Eighteen ministries under the State Council have been making joint efforts to remove obstacles for overseas returnees in starting their own businesses since the middle of last year.
According to an official survey last June, returning overseas students often encounter obstacles in enjoying preferential policies, applying for household registration, getting financial support, intellectual property (IP) applications, and cultural concepts integration.
To solve these problems, ministries such as the National Development and Reform Commission (NDRC) and Human Resource department made more efforts in publicizing preferential policies for small and micro enterprises (SMEs), such as holding lectures among targeted groups, to make sure people are familiar with related policies.
Ministries led by Human Resource department also introduced policies to streamline household registration procedures for overseas returnees. In the meantime, the Ministry of Education launched a series of policies to help with the school enrollment issue for their children.

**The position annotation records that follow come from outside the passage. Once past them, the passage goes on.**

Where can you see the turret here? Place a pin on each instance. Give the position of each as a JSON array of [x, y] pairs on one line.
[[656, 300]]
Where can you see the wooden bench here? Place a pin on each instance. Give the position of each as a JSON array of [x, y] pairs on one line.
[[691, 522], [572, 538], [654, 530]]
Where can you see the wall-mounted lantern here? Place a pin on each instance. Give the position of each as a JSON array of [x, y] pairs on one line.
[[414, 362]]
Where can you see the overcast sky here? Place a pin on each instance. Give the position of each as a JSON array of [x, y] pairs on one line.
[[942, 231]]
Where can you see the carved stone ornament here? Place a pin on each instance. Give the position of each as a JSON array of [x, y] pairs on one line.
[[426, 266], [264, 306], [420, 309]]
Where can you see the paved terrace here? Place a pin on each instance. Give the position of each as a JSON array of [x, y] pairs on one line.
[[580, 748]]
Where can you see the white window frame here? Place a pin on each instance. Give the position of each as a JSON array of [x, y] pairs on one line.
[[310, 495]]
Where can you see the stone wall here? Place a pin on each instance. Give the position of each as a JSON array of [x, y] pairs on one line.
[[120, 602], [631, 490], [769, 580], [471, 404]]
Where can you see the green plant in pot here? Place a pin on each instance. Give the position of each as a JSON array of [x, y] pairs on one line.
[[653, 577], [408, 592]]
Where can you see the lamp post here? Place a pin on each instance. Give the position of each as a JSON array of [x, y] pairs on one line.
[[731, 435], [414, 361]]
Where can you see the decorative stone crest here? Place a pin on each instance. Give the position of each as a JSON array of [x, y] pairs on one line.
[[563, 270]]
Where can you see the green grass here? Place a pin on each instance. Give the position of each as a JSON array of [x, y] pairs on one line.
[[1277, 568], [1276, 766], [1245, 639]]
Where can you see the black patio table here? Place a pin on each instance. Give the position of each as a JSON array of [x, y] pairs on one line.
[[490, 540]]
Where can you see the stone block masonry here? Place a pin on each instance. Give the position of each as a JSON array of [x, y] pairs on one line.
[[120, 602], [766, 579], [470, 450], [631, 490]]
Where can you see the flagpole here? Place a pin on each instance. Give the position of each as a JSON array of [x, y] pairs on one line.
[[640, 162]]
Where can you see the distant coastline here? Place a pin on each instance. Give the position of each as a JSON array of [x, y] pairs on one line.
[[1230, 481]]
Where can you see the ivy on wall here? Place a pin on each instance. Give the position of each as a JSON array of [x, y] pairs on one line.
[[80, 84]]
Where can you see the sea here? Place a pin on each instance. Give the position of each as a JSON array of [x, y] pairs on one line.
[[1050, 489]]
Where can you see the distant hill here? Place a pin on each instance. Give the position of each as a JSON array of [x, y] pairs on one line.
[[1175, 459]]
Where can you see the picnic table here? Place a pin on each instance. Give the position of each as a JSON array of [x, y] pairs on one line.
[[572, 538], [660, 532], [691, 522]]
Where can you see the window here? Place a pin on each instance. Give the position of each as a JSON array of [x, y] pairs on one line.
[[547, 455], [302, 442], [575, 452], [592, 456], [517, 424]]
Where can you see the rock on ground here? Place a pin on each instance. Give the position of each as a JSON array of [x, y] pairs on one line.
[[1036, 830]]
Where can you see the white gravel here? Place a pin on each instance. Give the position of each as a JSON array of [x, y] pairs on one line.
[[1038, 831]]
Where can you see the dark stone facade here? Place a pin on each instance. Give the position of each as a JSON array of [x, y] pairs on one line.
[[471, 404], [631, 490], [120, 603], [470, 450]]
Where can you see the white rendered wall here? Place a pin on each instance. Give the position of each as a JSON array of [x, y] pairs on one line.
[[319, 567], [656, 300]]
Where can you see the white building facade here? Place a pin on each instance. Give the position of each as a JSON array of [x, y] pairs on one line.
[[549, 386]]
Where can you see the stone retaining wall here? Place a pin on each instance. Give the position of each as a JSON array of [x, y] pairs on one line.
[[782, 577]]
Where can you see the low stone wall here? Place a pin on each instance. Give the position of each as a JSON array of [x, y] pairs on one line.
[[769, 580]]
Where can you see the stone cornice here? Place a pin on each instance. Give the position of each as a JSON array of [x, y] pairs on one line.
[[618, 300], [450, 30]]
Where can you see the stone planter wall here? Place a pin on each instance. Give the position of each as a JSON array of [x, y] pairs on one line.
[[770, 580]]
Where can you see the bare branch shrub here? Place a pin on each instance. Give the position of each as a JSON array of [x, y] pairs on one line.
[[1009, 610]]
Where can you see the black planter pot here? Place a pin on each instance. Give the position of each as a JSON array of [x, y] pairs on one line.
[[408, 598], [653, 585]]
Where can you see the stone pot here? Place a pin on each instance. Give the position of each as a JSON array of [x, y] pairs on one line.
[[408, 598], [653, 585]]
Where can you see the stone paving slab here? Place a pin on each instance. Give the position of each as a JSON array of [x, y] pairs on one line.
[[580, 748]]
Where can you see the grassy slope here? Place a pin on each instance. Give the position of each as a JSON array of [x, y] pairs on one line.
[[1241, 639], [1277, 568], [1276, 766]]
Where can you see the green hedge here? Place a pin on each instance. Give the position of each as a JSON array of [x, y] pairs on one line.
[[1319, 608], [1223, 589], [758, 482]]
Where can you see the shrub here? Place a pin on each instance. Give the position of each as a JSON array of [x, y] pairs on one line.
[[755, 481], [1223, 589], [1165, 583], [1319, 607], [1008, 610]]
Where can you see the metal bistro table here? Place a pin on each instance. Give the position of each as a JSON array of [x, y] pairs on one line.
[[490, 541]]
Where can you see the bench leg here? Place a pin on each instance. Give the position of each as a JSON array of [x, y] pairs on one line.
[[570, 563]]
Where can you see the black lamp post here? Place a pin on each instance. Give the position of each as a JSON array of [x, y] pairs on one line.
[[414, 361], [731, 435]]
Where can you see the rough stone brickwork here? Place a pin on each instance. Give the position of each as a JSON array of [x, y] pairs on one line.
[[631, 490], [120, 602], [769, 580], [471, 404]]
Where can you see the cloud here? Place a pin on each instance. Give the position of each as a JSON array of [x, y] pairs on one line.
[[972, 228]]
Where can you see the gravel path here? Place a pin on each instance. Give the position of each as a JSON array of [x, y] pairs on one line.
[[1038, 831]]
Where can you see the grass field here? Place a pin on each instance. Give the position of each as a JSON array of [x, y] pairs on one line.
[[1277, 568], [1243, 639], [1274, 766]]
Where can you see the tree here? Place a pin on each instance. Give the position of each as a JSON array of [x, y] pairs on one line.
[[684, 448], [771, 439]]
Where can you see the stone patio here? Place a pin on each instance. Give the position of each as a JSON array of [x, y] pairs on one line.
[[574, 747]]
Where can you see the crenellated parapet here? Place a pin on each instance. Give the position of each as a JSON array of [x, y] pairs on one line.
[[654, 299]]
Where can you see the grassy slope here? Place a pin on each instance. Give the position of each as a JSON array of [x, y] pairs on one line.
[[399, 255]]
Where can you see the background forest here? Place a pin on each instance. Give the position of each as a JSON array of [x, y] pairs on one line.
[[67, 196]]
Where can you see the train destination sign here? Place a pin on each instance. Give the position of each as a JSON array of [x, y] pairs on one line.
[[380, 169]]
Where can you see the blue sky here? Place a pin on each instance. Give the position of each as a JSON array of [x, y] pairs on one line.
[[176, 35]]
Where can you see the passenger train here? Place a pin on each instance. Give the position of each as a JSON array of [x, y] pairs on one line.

Financially, the Ministry of Finance and the State Administration of Taxation rolled out measures to cut the tax burden for shareholders with technology invested as capital stock, while the People’s Bank of China (PBOC) offered more opportunities for SMEs to achieve financial support through easier internal assessment, especially for IP financing plans.
In addition, to further cope with cross-cultural conflicts, ministries held multiple nationwide symposiums for overseas talent to exchange opinions on their technology projects.
The efforts made by the 18 ministries have benefited over 2 million returning overseas students and prompted more to return to join the workforce and start their own businesses. According to official data, by the end of 2015, a total of 2.21 million overseas students returned home, with an average annual growth rate of 21.75 percent, and they have become a major boost for promoting the spirit of entrepreneurship and innovation.